Nelle Alpi Giulie a 2500 m ce ne sono attualmente circa 290 cm, a 1500 m circa 160 cm. Altrove nelle nostre montagne a 1500 m circa 100 cm. A 1000 m di quota da 50 a 80 cm. Il manto nevoso è morbido e farinoso e si afonda profondamente sotto il peso umano. Solo in zone esposte al vento c'è una crosta sottile che non regge una persona. C'è molta neve ventata.
Pericolo valanghe di 3° grado, 2° grado nelle Caravanche orientali e Alpi della Savinja sotto i 1500 m circa. Una valanga può essere facilmente innescata da un sovraccarico aggiuntivo soprattutto in zone con neve ventata e su pendii più ripidi.

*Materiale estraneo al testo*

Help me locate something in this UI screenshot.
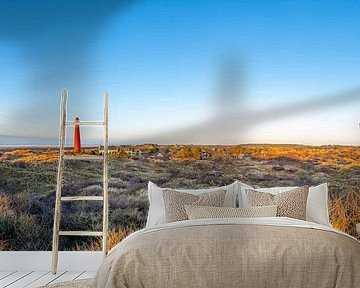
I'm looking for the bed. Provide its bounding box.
[93,183,360,288]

Ci aspettiamo anche distacchi spontanei di piccole e medie valanghe di neve non coesa dai pendii ripidi, nonché valanghe a lastroni.
Con il disgelo, il limite delle nevi fino a domani salirà a circa 2800 m. Occasionalmente, soprattutto nelle Alpi Giulie e Caravanche occidentali, pioverà sotto i 2000 m circa, nevicherà sopra. Il limite nevicate sarà più basso nel nordovest del paese. La temperatura più alta nella notte su martedì. Il manto nevoso si compatterà e trasformerà quindi più rapidamente.
Inizialmente si destabilizzerà e la possibilità di valanghe spontanee aumenterà leggermente, specialmente nelle aree dove pioverà.
Il prossimo bollettino sarà emesso mercoledì 8 dicembre.
Pericolo generale valanghe è marcato, cioè 3° grado sulla scala europea a 5 livelli.